Vom Papier zu den Daten: Wie die Digitalisierung das Baustellenmanagement verändert
20/04/2026
Im Bausektor betrifft die Digitalisierung längst nicht mehr nur die Planung oder die Einführung von BIM. Zunehmend erfasst der Wandel auch das operative Baustellenmanagement, wo traditionelle Werkzeuge schrittweise durch digitale Modelle ersetzt werden, die auf der Erfassung und Analyse von Daten basieren.
Zu den deutlichsten Beispielen dieser Entwicklung gehört das Bautagebuch. Historisch auf Papier oder in wenig strukturierten Dokumenten geführt, kann dieses zentrale Instrument der täglichen Baustellenorganisation heute zu einer digitalen, strukturierten und jederzeit verfügbaren Informationsquelle werden.
Tägliche Einträge, Baustellenereignisse, Anwesenheiten, ausgeführte Arbeiten und Tätigkeiten werden so zu strukturierten und langfristig abrufbaren Daten.
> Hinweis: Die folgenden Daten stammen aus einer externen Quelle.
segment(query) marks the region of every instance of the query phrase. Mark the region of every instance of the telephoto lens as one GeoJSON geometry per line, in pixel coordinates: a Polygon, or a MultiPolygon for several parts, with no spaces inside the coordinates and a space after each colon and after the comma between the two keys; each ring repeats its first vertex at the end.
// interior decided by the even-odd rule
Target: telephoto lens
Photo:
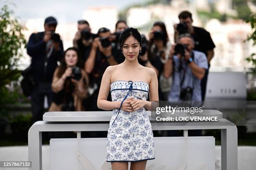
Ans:
{"type": "Polygon", "coordinates": [[[104,48],[109,47],[111,44],[108,37],[101,37],[100,40],[101,43],[101,46],[104,48]]]}
{"type": "Polygon", "coordinates": [[[177,30],[179,35],[189,33],[188,28],[185,22],[180,22],[177,25],[177,30]]]}
{"type": "Polygon", "coordinates": [[[59,34],[56,34],[54,32],[52,32],[51,33],[51,39],[54,42],[59,42],[60,41],[60,37],[59,34]]]}
{"type": "Polygon", "coordinates": [[[175,55],[180,54],[182,56],[185,55],[185,50],[187,46],[183,44],[177,44],[174,47],[174,53],[175,55]]]}
{"type": "Polygon", "coordinates": [[[74,67],[72,68],[72,73],[74,75],[72,78],[76,80],[79,80],[82,78],[82,72],[81,69],[77,67],[74,67]]]}
{"type": "Polygon", "coordinates": [[[89,40],[92,38],[92,34],[87,29],[84,29],[81,32],[81,35],[82,39],[89,40]]]}
{"type": "Polygon", "coordinates": [[[154,40],[164,40],[164,34],[161,31],[154,31],[153,34],[154,40]]]}

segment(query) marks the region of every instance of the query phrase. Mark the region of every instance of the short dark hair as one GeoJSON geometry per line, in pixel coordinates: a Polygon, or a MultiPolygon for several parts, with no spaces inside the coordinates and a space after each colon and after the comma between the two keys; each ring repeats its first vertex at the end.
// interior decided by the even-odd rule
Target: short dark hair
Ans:
{"type": "Polygon", "coordinates": [[[142,47],[142,43],[141,42],[141,35],[136,28],[132,27],[128,28],[123,31],[121,33],[119,37],[119,45],[121,50],[122,50],[123,45],[125,40],[131,36],[132,36],[140,43],[141,47],[142,47]]]}
{"type": "Polygon", "coordinates": [[[192,19],[192,14],[188,11],[183,11],[179,14],[179,20],[181,18],[185,19],[188,17],[189,17],[191,20],[193,20],[192,19]]]}
{"type": "Polygon", "coordinates": [[[87,24],[89,26],[90,25],[88,21],[84,20],[79,20],[77,21],[77,23],[78,23],[78,24],[87,24]]]}
{"type": "Polygon", "coordinates": [[[159,21],[154,22],[154,24],[153,24],[153,27],[156,26],[158,26],[160,27],[162,29],[164,34],[164,38],[165,38],[165,39],[164,40],[163,40],[163,41],[164,45],[165,47],[166,46],[166,44],[167,44],[167,42],[169,40],[168,34],[167,33],[165,24],[164,24],[164,23],[162,21],[159,21]]]}
{"type": "Polygon", "coordinates": [[[192,40],[193,43],[195,44],[195,40],[194,40],[194,38],[193,38],[192,35],[191,35],[190,34],[189,34],[188,33],[185,33],[184,34],[182,34],[180,35],[179,36],[179,40],[180,40],[181,39],[184,37],[187,37],[188,38],[190,38],[191,40],[192,40]]]}
{"type": "Polygon", "coordinates": [[[124,23],[126,25],[127,25],[127,24],[126,23],[126,21],[125,21],[124,20],[118,20],[118,22],[116,22],[116,23],[115,24],[115,29],[117,28],[117,26],[118,25],[118,24],[119,23],[122,23],[122,22],[124,23]]]}
{"type": "Polygon", "coordinates": [[[107,28],[105,28],[105,27],[102,27],[100,28],[99,29],[99,30],[98,31],[98,33],[97,33],[98,36],[99,35],[99,34],[100,34],[101,33],[107,32],[110,32],[110,30],[109,30],[109,29],[107,28]]]}

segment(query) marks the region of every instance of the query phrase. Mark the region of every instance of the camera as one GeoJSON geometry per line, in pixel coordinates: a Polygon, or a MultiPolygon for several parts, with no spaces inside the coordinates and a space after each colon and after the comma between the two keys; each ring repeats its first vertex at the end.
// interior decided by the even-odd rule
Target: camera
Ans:
{"type": "Polygon", "coordinates": [[[140,55],[143,56],[148,51],[148,41],[144,34],[141,35],[141,43],[142,44],[142,47],[141,47],[141,52],[140,53],[140,55]]]}
{"type": "Polygon", "coordinates": [[[100,40],[101,43],[101,46],[104,48],[109,47],[111,44],[108,37],[101,37],[100,38],[100,40]]]}
{"type": "Polygon", "coordinates": [[[79,80],[82,78],[82,72],[81,69],[77,67],[74,67],[72,68],[72,73],[74,75],[72,78],[76,80],[79,80]]]}
{"type": "Polygon", "coordinates": [[[177,44],[174,47],[174,53],[177,55],[177,54],[181,55],[182,56],[185,55],[185,50],[187,50],[187,45],[183,44],[177,44]]]}
{"type": "Polygon", "coordinates": [[[189,33],[188,28],[185,22],[180,22],[177,25],[177,30],[180,35],[189,33]]]}
{"type": "Polygon", "coordinates": [[[189,87],[182,88],[179,95],[180,100],[182,101],[191,101],[192,93],[193,89],[189,87]]]}
{"type": "Polygon", "coordinates": [[[82,39],[85,40],[89,40],[92,38],[92,34],[86,29],[81,31],[81,36],[82,39]]]}
{"type": "Polygon", "coordinates": [[[153,32],[154,39],[156,40],[163,40],[165,38],[164,34],[161,31],[156,31],[153,32]]]}
{"type": "Polygon", "coordinates": [[[113,35],[115,35],[115,41],[116,42],[118,42],[119,40],[119,38],[120,37],[120,35],[121,35],[121,31],[117,31],[113,33],[113,35]]]}
{"type": "Polygon", "coordinates": [[[60,37],[59,34],[57,34],[54,32],[51,32],[51,40],[54,42],[59,42],[60,41],[60,37]]]}

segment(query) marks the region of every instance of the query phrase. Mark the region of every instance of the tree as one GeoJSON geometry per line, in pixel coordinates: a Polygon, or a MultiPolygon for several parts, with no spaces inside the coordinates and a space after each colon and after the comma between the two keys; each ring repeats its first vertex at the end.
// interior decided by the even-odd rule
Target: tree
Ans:
{"type": "MultiPolygon", "coordinates": [[[[253,45],[256,45],[256,14],[251,15],[250,18],[246,20],[247,23],[250,22],[251,27],[252,33],[247,38],[247,41],[252,40],[253,42],[253,45]]],[[[256,74],[256,53],[253,53],[246,59],[248,62],[252,62],[254,68],[252,68],[253,74],[256,74]]]]}
{"type": "Polygon", "coordinates": [[[17,63],[26,44],[23,28],[12,16],[13,13],[7,5],[0,10],[0,117],[6,113],[5,105],[13,101],[8,86],[20,76],[17,63]]]}

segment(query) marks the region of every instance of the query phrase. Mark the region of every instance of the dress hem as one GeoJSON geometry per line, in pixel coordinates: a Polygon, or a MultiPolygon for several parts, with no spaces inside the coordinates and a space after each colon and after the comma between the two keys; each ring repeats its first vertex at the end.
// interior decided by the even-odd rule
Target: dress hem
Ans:
{"type": "Polygon", "coordinates": [[[145,159],[144,160],[107,160],[106,161],[108,162],[140,162],[143,161],[143,160],[151,160],[154,159],[155,158],[153,158],[145,159]]]}

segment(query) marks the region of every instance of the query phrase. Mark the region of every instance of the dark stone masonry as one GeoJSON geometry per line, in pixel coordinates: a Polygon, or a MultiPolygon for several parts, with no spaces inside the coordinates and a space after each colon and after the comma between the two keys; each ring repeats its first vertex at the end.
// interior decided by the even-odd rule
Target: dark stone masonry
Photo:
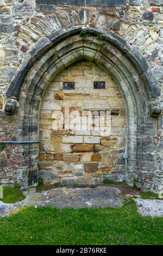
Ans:
{"type": "Polygon", "coordinates": [[[1,0],[1,183],[107,178],[161,197],[162,24],[161,0],[1,0]],[[55,128],[67,108],[109,112],[109,134],[55,128]]]}

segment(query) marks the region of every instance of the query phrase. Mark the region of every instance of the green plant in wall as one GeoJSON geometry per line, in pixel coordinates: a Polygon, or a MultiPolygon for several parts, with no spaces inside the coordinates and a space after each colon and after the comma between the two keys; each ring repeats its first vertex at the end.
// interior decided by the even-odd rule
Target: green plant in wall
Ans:
{"type": "Polygon", "coordinates": [[[5,144],[0,143],[0,149],[3,149],[5,148],[5,144]]]}
{"type": "Polygon", "coordinates": [[[15,188],[17,188],[17,190],[20,190],[21,187],[21,185],[18,183],[17,183],[17,181],[15,181],[14,186],[15,188]]]}
{"type": "Polygon", "coordinates": [[[105,36],[102,35],[98,35],[96,36],[96,39],[97,40],[104,40],[105,39],[105,36]]]}
{"type": "Polygon", "coordinates": [[[81,36],[90,36],[91,35],[86,30],[83,29],[80,33],[81,36]]]}

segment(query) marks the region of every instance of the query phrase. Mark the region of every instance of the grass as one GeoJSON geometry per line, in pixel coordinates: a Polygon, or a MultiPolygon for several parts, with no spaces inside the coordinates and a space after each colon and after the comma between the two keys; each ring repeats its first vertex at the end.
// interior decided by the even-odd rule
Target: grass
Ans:
{"type": "Polygon", "coordinates": [[[121,208],[27,208],[0,219],[0,245],[162,245],[163,218],[121,208]]]}
{"type": "MultiPolygon", "coordinates": [[[[95,187],[96,185],[90,185],[89,186],[90,187],[95,187]]],[[[36,187],[36,192],[41,192],[42,191],[47,191],[49,190],[52,190],[53,188],[56,188],[57,187],[73,187],[73,188],[77,188],[77,187],[88,187],[88,185],[79,185],[79,184],[72,184],[72,185],[68,185],[68,184],[61,184],[60,182],[56,182],[53,185],[51,184],[46,184],[43,183],[43,181],[41,182],[37,187],[36,187]]]]}
{"type": "Polygon", "coordinates": [[[18,188],[7,186],[3,187],[3,198],[0,198],[0,200],[4,203],[16,203],[18,201],[22,201],[24,198],[22,192],[18,188]]]}

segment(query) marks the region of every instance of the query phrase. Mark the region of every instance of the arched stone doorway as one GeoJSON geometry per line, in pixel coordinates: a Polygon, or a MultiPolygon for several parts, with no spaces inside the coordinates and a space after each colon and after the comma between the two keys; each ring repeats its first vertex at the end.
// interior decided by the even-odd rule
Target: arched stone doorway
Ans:
{"type": "Polygon", "coordinates": [[[39,173],[44,182],[124,180],[125,109],[110,76],[84,59],[57,75],[42,96],[40,139],[39,173]],[[64,88],[67,83],[74,88],[64,88]]]}
{"type": "MultiPolygon", "coordinates": [[[[110,31],[106,34],[100,29],[79,26],[42,38],[29,54],[5,94],[7,112],[12,111],[10,105],[15,105],[13,97],[20,98],[17,139],[38,140],[41,99],[55,76],[83,58],[95,62],[114,78],[123,99],[128,150],[126,180],[145,190],[160,190],[153,136],[156,119],[151,117],[160,113],[156,101],[160,92],[139,52],[110,31]]],[[[24,189],[37,184],[38,149],[36,144],[27,145],[28,161],[16,170],[24,189]]]]}

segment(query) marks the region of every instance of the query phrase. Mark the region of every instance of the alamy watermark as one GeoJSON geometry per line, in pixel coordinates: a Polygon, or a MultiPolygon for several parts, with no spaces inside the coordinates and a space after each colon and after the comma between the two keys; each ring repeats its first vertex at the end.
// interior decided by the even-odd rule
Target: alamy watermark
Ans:
{"type": "Polygon", "coordinates": [[[106,110],[73,110],[64,108],[64,113],[55,111],[52,115],[53,130],[74,132],[95,131],[99,136],[111,133],[111,111],[106,110]]]}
Dadurch verbessern sich die Nachverfolgbarkeit der Abläufe sowie der Informationsaustausch zwischen den verschiedenen Organisationsebenen.
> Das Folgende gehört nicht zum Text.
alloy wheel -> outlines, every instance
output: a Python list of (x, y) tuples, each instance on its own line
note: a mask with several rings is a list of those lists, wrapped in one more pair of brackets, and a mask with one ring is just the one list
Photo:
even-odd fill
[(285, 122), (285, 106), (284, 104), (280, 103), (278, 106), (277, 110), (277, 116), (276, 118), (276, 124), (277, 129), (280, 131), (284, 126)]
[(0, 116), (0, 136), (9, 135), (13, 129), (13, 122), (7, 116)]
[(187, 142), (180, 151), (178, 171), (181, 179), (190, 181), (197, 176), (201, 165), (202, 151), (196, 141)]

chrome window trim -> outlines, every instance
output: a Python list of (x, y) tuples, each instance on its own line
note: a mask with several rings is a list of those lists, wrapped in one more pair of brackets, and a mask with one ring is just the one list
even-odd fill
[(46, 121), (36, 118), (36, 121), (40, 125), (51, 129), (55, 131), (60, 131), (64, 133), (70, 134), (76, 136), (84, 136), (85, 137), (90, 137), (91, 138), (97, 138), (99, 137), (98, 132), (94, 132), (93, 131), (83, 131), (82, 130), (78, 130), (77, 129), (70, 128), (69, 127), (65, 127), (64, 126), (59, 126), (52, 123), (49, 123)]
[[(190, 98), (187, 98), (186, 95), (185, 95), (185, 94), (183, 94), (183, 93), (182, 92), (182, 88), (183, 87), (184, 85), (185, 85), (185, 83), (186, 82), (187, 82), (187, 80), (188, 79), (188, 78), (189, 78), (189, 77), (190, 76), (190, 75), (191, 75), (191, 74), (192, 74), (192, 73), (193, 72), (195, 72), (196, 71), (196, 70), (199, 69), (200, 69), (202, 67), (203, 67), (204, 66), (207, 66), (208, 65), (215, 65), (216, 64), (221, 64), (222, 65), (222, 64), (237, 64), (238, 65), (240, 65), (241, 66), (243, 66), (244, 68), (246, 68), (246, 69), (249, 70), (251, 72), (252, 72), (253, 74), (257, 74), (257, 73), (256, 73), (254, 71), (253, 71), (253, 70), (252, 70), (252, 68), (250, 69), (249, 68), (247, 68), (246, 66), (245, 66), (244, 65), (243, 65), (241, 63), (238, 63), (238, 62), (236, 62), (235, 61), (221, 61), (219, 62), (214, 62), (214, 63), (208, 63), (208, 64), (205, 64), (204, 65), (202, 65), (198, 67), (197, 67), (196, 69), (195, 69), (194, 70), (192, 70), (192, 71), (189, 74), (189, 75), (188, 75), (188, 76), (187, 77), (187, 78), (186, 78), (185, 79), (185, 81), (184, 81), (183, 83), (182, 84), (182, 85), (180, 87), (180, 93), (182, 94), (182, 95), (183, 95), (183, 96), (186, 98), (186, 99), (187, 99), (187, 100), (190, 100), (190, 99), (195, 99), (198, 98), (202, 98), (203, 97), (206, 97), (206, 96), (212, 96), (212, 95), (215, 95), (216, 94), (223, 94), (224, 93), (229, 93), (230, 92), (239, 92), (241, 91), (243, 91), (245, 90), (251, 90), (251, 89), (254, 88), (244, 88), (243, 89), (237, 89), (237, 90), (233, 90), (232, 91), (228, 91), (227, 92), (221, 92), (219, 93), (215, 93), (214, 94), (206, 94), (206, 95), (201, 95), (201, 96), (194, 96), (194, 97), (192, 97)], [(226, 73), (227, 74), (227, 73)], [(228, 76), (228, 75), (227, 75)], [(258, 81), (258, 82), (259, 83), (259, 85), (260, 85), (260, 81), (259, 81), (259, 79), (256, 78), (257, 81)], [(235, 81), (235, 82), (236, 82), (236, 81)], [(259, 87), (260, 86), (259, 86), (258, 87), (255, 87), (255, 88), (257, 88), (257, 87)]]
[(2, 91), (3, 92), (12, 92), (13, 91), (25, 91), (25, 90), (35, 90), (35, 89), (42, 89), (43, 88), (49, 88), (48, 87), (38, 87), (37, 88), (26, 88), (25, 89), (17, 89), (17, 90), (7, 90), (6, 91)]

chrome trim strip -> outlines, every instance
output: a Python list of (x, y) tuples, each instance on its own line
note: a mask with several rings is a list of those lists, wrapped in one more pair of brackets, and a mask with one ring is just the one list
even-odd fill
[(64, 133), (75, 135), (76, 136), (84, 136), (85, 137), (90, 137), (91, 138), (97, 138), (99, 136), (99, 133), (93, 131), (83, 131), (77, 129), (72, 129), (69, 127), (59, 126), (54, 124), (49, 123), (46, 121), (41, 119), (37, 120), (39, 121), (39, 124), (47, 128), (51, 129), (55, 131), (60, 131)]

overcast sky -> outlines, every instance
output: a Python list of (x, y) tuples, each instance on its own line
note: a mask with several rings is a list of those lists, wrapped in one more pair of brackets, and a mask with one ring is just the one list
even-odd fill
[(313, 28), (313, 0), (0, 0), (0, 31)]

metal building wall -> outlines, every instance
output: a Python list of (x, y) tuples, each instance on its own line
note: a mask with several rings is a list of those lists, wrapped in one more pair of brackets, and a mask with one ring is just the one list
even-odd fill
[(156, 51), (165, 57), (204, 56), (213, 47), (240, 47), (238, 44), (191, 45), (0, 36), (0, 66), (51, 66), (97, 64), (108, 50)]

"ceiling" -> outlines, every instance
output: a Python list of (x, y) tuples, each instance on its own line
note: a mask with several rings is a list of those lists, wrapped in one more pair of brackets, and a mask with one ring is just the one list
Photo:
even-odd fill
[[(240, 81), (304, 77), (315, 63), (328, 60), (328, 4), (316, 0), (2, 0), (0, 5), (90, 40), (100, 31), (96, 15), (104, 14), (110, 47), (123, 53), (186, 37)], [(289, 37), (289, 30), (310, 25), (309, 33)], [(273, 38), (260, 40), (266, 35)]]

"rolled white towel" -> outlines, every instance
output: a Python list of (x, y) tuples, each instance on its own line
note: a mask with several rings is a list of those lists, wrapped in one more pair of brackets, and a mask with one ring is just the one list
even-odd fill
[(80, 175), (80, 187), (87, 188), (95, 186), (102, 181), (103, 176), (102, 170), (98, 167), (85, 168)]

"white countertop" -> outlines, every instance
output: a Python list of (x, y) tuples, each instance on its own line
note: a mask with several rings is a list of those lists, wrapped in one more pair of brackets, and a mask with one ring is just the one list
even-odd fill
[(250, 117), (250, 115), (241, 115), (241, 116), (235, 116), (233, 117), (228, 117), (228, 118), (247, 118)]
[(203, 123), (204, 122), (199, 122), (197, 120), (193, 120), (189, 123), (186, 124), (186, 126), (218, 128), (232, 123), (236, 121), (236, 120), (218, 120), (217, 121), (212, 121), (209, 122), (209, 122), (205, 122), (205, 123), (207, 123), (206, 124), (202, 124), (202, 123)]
Das neue Eisenbahn-Industriezentrum im Tessin: Eine Pilotbaustelle für die Digitalisierung
Ein konkretes Beispiel für diese Entwicklung zeigt sich auf der Baustelle des Neuen Eisenbahn-Industriezentrums im Tessin, einer der wichtigsten Industrieinfrastrukturen, die derzeit in der italienischsprachigen Schweiz realisiert werden.
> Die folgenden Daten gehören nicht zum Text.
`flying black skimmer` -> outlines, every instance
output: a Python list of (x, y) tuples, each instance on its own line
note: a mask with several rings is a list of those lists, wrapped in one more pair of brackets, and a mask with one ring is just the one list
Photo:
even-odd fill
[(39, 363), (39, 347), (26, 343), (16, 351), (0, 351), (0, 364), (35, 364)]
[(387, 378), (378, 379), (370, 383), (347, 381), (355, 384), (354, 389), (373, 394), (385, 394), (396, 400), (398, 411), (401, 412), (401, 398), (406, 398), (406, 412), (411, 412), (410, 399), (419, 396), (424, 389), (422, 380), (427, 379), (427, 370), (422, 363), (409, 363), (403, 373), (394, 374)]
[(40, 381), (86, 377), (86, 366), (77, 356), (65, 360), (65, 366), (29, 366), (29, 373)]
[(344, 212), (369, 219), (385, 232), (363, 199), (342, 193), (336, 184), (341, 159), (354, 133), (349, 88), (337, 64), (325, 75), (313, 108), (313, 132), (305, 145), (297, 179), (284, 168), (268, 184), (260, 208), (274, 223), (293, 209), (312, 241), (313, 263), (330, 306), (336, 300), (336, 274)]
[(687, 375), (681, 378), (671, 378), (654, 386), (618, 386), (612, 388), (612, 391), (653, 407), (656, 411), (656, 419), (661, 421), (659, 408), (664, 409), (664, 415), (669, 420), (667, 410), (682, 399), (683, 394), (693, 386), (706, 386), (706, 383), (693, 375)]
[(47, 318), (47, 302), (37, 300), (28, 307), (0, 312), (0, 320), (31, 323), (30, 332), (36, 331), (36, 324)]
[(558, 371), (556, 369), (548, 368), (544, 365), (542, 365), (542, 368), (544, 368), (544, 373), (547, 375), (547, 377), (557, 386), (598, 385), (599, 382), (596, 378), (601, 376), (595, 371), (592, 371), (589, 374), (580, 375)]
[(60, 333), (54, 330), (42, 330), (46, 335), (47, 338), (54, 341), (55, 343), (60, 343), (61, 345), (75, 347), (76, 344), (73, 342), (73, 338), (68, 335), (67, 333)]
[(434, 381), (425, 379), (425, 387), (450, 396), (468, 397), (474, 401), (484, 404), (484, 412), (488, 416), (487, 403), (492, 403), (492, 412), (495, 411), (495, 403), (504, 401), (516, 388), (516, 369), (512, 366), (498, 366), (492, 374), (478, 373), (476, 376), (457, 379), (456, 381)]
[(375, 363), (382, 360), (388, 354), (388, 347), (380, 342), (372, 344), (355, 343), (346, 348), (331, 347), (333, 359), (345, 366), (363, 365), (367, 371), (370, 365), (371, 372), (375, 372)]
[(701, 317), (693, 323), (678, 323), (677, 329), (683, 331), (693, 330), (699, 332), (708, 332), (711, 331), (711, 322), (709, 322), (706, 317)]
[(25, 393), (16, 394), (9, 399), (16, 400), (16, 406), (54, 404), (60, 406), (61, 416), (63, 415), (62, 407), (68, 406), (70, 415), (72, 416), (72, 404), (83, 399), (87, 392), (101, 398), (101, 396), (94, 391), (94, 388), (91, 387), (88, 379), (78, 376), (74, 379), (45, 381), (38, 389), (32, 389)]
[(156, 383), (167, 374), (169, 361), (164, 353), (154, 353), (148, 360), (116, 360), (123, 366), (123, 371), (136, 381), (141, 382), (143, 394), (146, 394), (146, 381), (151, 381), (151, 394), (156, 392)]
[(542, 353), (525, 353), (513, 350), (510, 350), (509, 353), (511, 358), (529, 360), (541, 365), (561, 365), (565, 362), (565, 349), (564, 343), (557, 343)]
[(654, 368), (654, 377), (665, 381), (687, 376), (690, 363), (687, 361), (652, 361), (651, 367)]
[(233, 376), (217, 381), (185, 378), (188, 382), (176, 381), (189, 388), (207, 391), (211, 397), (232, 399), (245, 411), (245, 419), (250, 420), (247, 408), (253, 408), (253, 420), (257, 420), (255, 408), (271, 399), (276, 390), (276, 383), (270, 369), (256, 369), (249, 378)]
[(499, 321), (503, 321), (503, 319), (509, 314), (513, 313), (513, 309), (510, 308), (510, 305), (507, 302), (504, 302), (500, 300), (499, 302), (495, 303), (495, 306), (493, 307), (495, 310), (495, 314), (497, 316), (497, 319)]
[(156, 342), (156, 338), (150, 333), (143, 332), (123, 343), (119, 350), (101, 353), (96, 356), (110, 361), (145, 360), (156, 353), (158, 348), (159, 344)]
In diesem Zusammenhang hat CSC Costruzioni im November 2025 einen Prozess zur Digitalisierung des Bautagebuchs gestartet, mit dem Ziel, die Verwaltung der auf der Baustelle generierten Informationen stärker zu strukturieren.
Bis heute wurden bereits mehr als 1.000 digitale Bautagebucheinträge erfasst, gegliedert nach Subunternehmern und operativen Projektbereichen. Dieses kontinuierlich wachsende Informationsarchiv ermöglicht es, schrittweise eine digitale Historie der vor Ort durchgeführten Tätigkeiten aufzubauen.
Qualität, Sicherheit und Nichtkonformitäten: Die Baustelle als Informationssystem
Die Digitalisierung des Bautagebuchs ist Teil einer umfassenderen Transformation, die das gesamte Baustellenmanagementsystem betrifft.
Operative Tätigkeiten werden zunehmend durch digitale Werkzeuge unterstützt, die eine direkte Datenerfassung vor Ort ermöglichen. Zu den häufigsten Anwendungen gehören:
- digitale Qualitätskontrollen mittels Checklisten und Vor-Ort-Prüfungen
- Sicherheitsmanagement mit Meldung und Überwachung kritischer Situationen
- Management von Nichtkonformitäten, die digital bis zu ihrer Behebung nachverfolgt werden
Dieser Ansatz ermöglicht ein systematischeres Monitoring der Aktivitäten und verbessert die Fähigkeit, potenzielle operative Risiken frühzeitig zu erkennen und zu steuern.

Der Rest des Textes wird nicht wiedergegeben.